Burnham plans No. 10 North to shift power from London
Burnham's Manchester base would move power, money and accountability out of London. The test is whether No. 10 North becomes real devolution or old promises in new clothes.

Andy Burnham used a Manchester speech on June 29 to propose a new government operation in the city called "No. 10 North", pitching it as a way to pull power out of London and into regional hands. He said local leaders should gain more control over infrastructure, housing, utilities, reindustrialization and the welfare state, while a slimmer Whitehall concentrates on growth and regeneration.
The pitch landed as Burnham’s team was also drawing up a first 100-day programme for government. Early planning has centered on reforming England’s social care system and possible action to tackle rising household energy bills, a sign that allies are preparing for more than a branding exercise if Burnham reaches 10 Downing Street. Keir Starmer resigned as Labour leader and prime minister on June 22, saying he would stay on as caretaker until a successor is chosen, and Burnham has moved to the front of that race.
Burnham’s case rests on the politics he built in Greater Manchester, where allies describe his approach as “Manchesterism”, a mix of devolved power, public control over key transport assets and cooperation with private industry. In March 2023, Greater Manchester signed a deeper devolution deal with the UK government that gave the city region a single funding settlement similar to Scotland and Wales, new responsibilities over transport, housing and regeneration, and £150 million in brownfield funding. The document also set out powers over business support, employment and skills support, policing, spatial planning and housing investment.

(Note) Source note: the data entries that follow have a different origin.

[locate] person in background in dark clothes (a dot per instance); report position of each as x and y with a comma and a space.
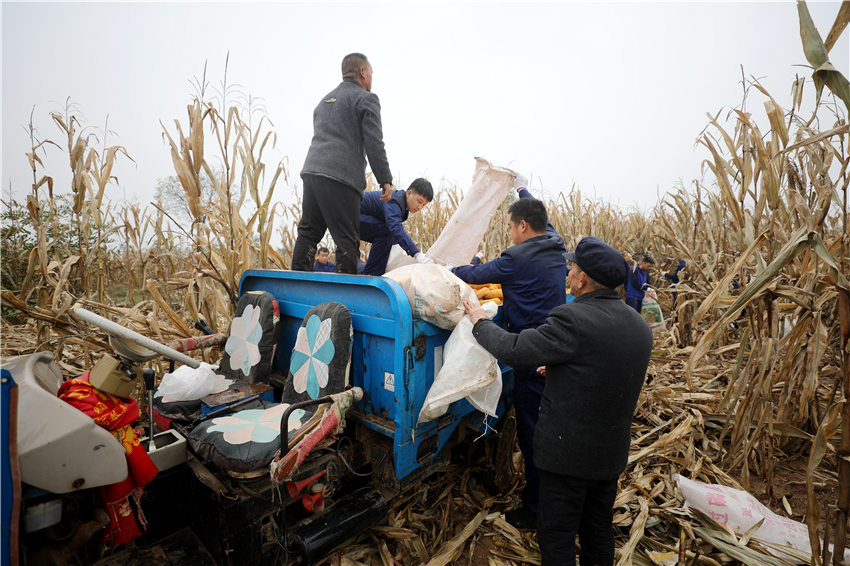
381, 223
595, 351
323, 262
346, 130
637, 281
673, 278
532, 273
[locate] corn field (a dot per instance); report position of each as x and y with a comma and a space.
748, 383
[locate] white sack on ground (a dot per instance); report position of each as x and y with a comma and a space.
468, 369
464, 231
436, 295
398, 258
740, 511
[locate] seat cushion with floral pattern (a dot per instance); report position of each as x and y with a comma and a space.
250, 347
246, 440
322, 354
248, 355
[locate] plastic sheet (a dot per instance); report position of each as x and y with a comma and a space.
464, 231
468, 371
187, 384
436, 295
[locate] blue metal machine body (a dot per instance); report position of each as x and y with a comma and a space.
394, 357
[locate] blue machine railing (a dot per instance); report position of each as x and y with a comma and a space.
394, 357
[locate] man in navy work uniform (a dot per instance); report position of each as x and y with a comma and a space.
533, 275
346, 130
638, 280
595, 351
381, 223
323, 262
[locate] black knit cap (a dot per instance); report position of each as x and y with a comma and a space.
601, 262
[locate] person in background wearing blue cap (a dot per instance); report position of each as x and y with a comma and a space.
638, 280
533, 276
381, 223
673, 278
595, 351
323, 262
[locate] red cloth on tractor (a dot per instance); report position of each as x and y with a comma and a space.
117, 416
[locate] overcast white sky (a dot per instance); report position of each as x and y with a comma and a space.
607, 96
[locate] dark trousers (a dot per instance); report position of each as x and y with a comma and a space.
570, 506
376, 231
333, 206
528, 391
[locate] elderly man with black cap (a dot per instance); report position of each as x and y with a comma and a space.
595, 351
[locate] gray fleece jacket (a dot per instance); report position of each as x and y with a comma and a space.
347, 130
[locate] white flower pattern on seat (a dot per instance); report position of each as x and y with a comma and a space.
255, 425
311, 355
242, 344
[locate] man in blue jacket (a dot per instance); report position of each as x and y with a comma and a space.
381, 223
346, 130
323, 262
533, 275
637, 281
595, 351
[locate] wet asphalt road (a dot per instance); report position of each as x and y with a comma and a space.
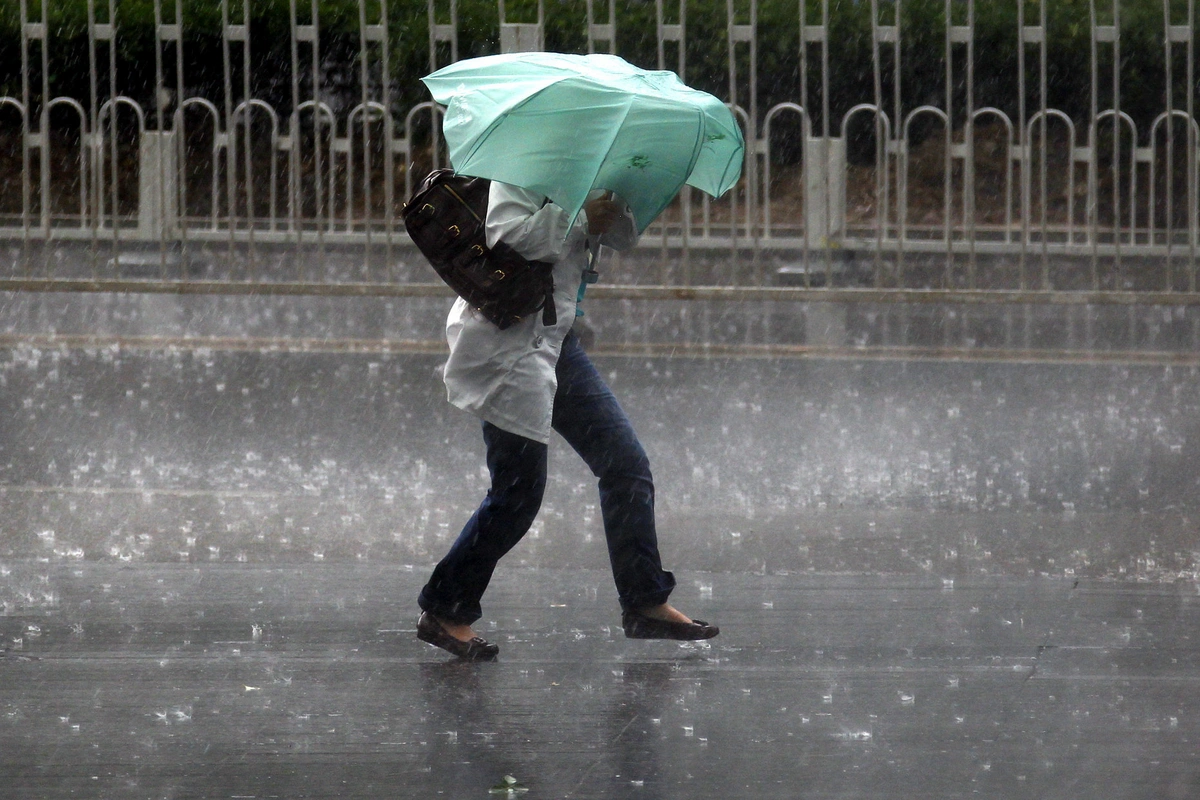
935, 579
306, 681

That local record gives Burnham a concrete example to point to. Greater Manchester introduced a £2 single bus fare in September 2022, before the national cap began on January 1, 2023, and Transport for Greater Manchester later said bus and tram fares would be frozen through 2026. For Burnham, that is the governing case for No. 10 North: show that decisions made in Manchester can be translated into cheaper travel, more local spending power and less dependence on Whitehall.
The open question is whether the plan amounts to a structural break or a familiar devolution promise in new language. Burnham is not just asking for a northern office but for a redistribution of authority over money, transport and welfare, backed by the machinery of the Civil Service and a government that would have to prove it can govern beyond London’s orbit.